Sementara itu, Pengamat Pasar Modal Lucky Bayu Purnomo merekomendasikan beli saham MNCN pada target harga Rp760 hingga Rp800 per lembar saham. Kata dia, selain karena kinerja yang masih moncer, emiten milik Hary Tanoesoedibjo ini juga lebih agresif dan cepat untuk bermigrasi sebagai TV digital.

“Mereka juga punya ekosistem banyak dan lengkap. Selain stasiun TV, mereka juga punya radio, media online, dan sebagainya. Kalau semua mencatatkan revenue bagus, maka pendapatan induknya juga akan bagus,” katanya.

Berbeda dengan MNCN, Lucky lebih memilih merekomendasikan anak usaha dari EMTEK, yakni SCMA serta anak usaha VIVA, yakni MDIA. Pasalnya, ketimbang sang induk, anak-anak usaha mereka lah yang justru membukukan kinerja apik.

SCMA misalnya, yang pada kuartal-III tahun kemarin mencatatkan pendapatan bersih sebesar Rp4,95 triliun atau meningkat 12,77% yoy, dari pada periode 2021 hanya sebesar Rp4,39 triliun. Dengan pendapatan itu, laba periode berjalan yang dapat diatribusikan kepada pemilik entitas induk sebesar Rp830,77 miliar, menurun 28,06% dari Rp1,06 triliun di tahun sebelumnya.
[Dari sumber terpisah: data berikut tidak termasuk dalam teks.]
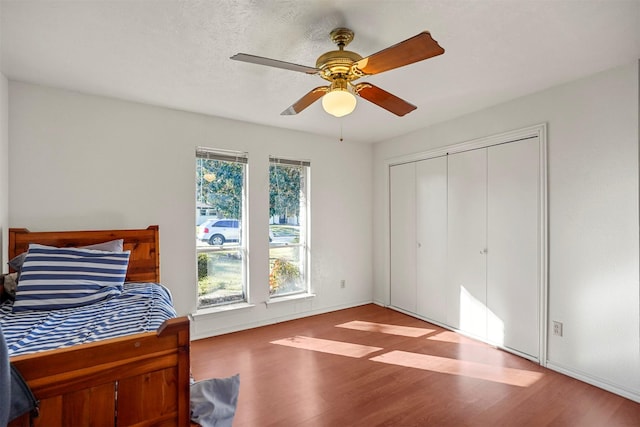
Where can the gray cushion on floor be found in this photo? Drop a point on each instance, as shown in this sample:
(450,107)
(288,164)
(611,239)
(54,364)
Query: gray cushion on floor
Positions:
(214,401)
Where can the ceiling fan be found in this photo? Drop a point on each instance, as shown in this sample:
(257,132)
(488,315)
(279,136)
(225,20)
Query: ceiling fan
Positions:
(342,67)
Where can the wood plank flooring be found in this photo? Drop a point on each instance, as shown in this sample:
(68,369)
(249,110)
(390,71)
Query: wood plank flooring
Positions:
(372,366)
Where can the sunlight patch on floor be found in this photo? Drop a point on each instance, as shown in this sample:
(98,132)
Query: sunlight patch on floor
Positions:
(405,331)
(452,337)
(511,376)
(328,346)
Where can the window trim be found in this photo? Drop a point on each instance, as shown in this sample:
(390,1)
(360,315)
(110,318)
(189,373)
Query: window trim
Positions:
(242,158)
(304,218)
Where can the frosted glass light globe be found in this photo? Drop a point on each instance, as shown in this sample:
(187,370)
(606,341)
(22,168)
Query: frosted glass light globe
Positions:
(339,103)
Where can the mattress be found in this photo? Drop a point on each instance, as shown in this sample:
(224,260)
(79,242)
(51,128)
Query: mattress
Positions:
(141,307)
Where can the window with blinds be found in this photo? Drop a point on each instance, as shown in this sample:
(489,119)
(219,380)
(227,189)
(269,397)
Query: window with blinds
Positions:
(288,225)
(220,242)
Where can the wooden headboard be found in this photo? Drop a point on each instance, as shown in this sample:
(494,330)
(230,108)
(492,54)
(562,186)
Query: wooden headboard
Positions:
(144,244)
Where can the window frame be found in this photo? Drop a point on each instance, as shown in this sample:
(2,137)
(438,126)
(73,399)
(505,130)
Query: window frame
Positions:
(238,246)
(304,230)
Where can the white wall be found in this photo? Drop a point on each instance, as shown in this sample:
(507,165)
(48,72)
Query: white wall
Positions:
(88,162)
(593,216)
(4,170)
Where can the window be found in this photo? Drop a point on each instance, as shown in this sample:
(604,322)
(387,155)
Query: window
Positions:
(288,225)
(220,248)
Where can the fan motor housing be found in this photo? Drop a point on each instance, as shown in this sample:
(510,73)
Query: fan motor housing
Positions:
(337,63)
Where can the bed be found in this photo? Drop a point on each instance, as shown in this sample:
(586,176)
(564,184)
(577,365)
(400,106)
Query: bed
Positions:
(136,379)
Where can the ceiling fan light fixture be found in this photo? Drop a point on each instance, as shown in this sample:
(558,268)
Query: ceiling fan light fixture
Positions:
(339,100)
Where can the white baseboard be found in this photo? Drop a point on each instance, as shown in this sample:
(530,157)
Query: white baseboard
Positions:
(597,382)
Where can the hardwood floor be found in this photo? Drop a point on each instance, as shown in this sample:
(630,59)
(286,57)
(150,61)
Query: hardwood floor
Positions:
(354,368)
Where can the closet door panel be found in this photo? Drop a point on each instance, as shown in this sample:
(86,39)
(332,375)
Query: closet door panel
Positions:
(431,230)
(513,240)
(466,261)
(403,236)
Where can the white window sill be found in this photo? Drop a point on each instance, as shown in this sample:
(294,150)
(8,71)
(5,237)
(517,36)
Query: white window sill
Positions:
(222,309)
(286,298)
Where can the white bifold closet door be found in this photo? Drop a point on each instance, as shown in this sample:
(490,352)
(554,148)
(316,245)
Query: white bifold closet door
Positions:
(431,231)
(513,224)
(467,242)
(402,186)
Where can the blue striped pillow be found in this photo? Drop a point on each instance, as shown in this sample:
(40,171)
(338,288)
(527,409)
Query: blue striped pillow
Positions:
(55,278)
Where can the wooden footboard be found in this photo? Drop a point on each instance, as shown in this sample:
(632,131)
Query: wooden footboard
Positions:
(136,380)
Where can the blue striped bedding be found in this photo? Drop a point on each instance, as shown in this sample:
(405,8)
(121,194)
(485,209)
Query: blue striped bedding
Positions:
(141,307)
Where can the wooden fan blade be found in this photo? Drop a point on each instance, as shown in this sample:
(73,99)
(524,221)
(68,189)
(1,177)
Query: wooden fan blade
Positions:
(273,63)
(415,49)
(384,99)
(311,97)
Sedangkan MDIA yang merupakan rumah bagi ANTV berhasil menjadi penopang pendapatan Grup VIVA. Dengan pendapatan di sembilan bulan pertama 2022 sebesar Rp992,5 miliar dan laba bersih mencapai Rp89,7 miliar.

“Postur MDIA sama dengan SCTV, mereka sama-sama menjadi anak usaha. Yang menjadi tujuan transaksi emiten ini adalah karena sedang dalam kondisi rendah dan murah, dengan postur fundamental tidak begitu gemuk, sehingga dia bisa lincah kalau mau berekspansi bisnis,” jelasnya.

Dengan pertimbangan itu, Lucky lantas menyematkan rekomendasi buy pada saham emiten SCMA, dengan target harga Rp210 hingga Rp230 per lembar saham. Sedangkan MDIA, ia merekomendasikan beli pada harga di level Rp55 sampai Rp60 per lembar. 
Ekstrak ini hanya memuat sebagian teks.